Berdasarkan data BEI yang Bisnis olah, total nilai transaksi perdagangan saham sepuluh perusahaan efek dengan nilai transaksi tertinggi turun hampir 30% sepanjang tujuh bulan pertama tahun ini dibandingkan dengan periode yang sama tahun lalu.
Penurunan transaksi terbesar dialami oleh CIMB Securities Indonesia yang turun hingga 68,07% dengan nilai transaksi Rp77,33 triliun dari transaksi sebelumnya yang mencapai Rp129,97 triliun. Adapun nilai transaksi Daewoo Securities Indonesia turun menjadi Rp44,67 triliun dari perolehan Rp55,51 triliun.
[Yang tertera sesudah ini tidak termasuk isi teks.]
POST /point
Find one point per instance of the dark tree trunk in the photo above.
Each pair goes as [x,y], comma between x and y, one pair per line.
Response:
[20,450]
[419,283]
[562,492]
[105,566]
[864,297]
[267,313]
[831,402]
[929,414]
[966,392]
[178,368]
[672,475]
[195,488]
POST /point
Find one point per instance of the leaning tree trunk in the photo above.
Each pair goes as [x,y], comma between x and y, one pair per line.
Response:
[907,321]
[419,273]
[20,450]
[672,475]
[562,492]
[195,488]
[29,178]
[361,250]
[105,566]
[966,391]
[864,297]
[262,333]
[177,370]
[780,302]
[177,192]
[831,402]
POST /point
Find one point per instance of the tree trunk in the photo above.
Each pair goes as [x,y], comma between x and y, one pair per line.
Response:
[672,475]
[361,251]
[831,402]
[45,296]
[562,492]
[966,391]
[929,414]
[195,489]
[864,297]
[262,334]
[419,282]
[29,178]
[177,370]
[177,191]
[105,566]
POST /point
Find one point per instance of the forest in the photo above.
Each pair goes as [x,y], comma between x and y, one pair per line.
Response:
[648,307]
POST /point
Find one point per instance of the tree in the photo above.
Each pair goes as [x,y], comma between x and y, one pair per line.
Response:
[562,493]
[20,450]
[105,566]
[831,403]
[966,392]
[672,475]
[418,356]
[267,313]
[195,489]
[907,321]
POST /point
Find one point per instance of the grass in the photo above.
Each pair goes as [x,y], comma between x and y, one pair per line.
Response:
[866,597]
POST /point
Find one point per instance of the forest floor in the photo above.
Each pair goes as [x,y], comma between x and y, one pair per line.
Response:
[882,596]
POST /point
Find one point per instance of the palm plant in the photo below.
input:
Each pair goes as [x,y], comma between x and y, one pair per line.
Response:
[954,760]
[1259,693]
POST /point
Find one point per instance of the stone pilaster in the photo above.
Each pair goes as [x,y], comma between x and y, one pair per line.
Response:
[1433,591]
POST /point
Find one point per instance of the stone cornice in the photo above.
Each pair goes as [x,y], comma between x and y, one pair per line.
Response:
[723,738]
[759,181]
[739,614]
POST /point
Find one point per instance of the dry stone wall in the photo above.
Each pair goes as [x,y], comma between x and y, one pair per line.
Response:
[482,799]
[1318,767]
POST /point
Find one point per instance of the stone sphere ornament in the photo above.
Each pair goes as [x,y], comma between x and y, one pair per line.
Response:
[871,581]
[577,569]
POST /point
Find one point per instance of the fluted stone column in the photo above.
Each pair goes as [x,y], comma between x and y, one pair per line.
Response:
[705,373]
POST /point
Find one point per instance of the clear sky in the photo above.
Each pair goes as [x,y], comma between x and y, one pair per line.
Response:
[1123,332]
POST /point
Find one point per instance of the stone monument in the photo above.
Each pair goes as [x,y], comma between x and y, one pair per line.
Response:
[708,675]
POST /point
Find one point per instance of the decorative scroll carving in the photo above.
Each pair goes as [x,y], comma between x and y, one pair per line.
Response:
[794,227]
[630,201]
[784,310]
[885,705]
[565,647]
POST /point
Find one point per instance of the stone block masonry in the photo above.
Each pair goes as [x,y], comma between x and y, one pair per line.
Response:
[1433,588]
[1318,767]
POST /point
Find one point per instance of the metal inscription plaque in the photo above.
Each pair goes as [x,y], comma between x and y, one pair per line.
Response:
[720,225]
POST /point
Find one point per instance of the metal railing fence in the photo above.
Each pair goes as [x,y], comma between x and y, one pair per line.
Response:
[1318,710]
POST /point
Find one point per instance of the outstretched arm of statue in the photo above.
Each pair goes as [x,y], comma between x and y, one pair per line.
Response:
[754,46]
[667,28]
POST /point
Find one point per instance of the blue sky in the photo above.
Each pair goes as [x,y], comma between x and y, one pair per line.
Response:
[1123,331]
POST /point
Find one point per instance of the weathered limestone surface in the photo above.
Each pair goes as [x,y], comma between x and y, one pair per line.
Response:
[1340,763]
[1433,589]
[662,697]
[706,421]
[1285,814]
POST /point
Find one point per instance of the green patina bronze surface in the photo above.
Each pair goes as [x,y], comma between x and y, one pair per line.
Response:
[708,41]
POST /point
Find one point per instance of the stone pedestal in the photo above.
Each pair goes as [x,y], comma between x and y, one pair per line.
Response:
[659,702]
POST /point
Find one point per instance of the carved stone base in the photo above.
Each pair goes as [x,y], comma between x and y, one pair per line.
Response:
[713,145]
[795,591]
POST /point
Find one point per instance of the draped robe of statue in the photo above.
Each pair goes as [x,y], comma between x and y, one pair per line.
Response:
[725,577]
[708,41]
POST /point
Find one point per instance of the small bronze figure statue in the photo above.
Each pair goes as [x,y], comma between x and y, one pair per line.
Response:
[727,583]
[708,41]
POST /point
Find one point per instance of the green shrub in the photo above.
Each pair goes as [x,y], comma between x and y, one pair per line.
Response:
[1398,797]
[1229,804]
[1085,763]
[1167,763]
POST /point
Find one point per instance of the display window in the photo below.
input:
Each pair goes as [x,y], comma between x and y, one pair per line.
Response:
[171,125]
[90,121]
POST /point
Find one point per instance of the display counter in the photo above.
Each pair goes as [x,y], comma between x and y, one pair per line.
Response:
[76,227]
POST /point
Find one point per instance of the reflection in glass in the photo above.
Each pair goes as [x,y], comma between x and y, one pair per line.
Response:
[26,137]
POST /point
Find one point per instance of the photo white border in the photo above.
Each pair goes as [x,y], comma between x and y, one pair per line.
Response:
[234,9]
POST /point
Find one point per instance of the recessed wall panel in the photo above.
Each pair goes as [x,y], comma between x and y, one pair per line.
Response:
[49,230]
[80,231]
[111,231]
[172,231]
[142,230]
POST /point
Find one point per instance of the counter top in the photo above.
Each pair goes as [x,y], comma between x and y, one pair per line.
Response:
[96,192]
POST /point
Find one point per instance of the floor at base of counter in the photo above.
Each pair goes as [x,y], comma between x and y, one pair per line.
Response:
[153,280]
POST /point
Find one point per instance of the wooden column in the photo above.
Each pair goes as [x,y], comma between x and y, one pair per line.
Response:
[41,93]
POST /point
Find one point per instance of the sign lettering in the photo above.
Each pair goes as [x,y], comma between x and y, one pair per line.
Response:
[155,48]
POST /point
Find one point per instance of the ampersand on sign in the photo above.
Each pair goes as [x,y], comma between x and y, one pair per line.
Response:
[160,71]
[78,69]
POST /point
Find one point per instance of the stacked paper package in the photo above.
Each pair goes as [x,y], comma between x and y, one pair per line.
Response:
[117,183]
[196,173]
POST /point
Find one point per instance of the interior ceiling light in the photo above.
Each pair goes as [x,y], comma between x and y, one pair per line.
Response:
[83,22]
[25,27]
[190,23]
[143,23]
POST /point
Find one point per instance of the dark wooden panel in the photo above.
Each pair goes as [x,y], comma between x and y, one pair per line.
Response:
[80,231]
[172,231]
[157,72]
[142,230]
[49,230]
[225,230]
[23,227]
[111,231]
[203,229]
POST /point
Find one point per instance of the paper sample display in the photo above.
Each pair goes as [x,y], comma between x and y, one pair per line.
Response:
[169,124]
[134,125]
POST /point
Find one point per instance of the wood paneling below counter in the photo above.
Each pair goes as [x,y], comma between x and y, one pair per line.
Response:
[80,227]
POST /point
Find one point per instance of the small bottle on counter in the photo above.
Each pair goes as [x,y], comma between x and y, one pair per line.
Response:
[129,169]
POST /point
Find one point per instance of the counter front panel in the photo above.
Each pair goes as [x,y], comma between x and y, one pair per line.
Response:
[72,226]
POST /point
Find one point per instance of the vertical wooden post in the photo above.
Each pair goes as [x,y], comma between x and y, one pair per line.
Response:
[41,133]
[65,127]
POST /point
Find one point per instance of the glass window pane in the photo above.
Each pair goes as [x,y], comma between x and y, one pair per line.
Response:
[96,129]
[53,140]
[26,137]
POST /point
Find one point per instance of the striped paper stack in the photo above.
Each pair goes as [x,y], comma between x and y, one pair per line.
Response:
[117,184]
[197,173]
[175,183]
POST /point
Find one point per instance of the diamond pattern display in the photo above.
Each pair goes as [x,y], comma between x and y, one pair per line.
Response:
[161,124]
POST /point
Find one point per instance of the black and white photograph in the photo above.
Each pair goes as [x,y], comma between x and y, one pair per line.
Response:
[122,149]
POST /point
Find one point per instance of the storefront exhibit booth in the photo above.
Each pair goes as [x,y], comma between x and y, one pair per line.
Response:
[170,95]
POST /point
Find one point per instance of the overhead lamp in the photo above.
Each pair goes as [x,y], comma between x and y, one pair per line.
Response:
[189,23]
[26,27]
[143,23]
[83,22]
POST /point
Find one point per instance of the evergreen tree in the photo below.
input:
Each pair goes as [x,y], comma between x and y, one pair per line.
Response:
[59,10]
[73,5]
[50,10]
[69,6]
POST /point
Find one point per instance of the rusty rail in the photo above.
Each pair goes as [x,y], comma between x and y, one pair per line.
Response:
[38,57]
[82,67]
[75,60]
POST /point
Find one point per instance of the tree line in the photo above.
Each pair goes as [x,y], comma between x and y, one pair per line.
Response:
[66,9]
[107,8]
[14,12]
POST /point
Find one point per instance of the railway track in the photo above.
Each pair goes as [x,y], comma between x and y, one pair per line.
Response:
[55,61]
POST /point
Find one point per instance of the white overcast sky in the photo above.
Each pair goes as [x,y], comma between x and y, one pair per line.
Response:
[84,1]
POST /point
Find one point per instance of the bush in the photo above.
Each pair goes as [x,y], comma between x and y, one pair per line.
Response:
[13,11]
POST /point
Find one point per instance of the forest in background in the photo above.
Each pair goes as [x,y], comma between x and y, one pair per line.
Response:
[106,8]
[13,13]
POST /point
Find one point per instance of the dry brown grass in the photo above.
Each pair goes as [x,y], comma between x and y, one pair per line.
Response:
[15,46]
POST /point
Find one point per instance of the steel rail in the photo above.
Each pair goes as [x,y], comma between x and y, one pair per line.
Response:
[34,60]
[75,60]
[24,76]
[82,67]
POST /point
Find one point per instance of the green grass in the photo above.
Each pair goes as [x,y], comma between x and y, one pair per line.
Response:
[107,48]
Menurut Susi, pihaknya tidak meminta aturan tersebut dikembalikan seperti sebelumnya. Hanya saja, dia meminta aturan bisa dievaluasi agar menjadi lebih menguntungkan semua pihak. Adapun untuk aturan satuan perdagangan, APEI menilai hal tersebut tidak masalah.
“Kami hanya minta yang fraksi. Dulu itu fraksi harga saham terdiri lima kelompok, diubah menjadi tiga kelompok. Usulan kami agar setidaknya bisa dijadikan empat kelompok, kami sudah utarakan dengan pihak bursa, mereka menerima kami dengan baik dan positif.”
Sanusi, Ketua Masyarakat Investor Sekuritas Indonesia (MISSI) mengatakan aturan tersebut memang sudah seharusnya dievaluasi. Adapun pihaknya sudah menghadap pihak BEI untuk membicarakan hal ini.
Menurutnya, pihaknya sudah mengumpulkan investor untuk mengambil sikap terkait hal ini. “Karena terbukti kebijakan ini tidak baik bagi pasar, dulu bilang enam bulan akan dievaluasi, sampai sekarang belum juga, maka kami temui,” kata Sanusi saat dihubungi Bisnis, Rabu (1/10).
Dia berharap, pihak bursa bisa melakukan evaluasi dengan lebih bijaksana. Dia mencontohkan, sejak berlakunya aturan ini, ada investor yang sama sekali tidak melakukan transaksi atau berhenti.
“Ini sangat disayangkan, sejak aturan satuan perdagangan (lot size) dan fraksi harga baru berlaku banyak yang berhenti, padahal ritel sangat potensial. Kalau mau, satu-satu berlakukan aturan, jangan langsung dua.”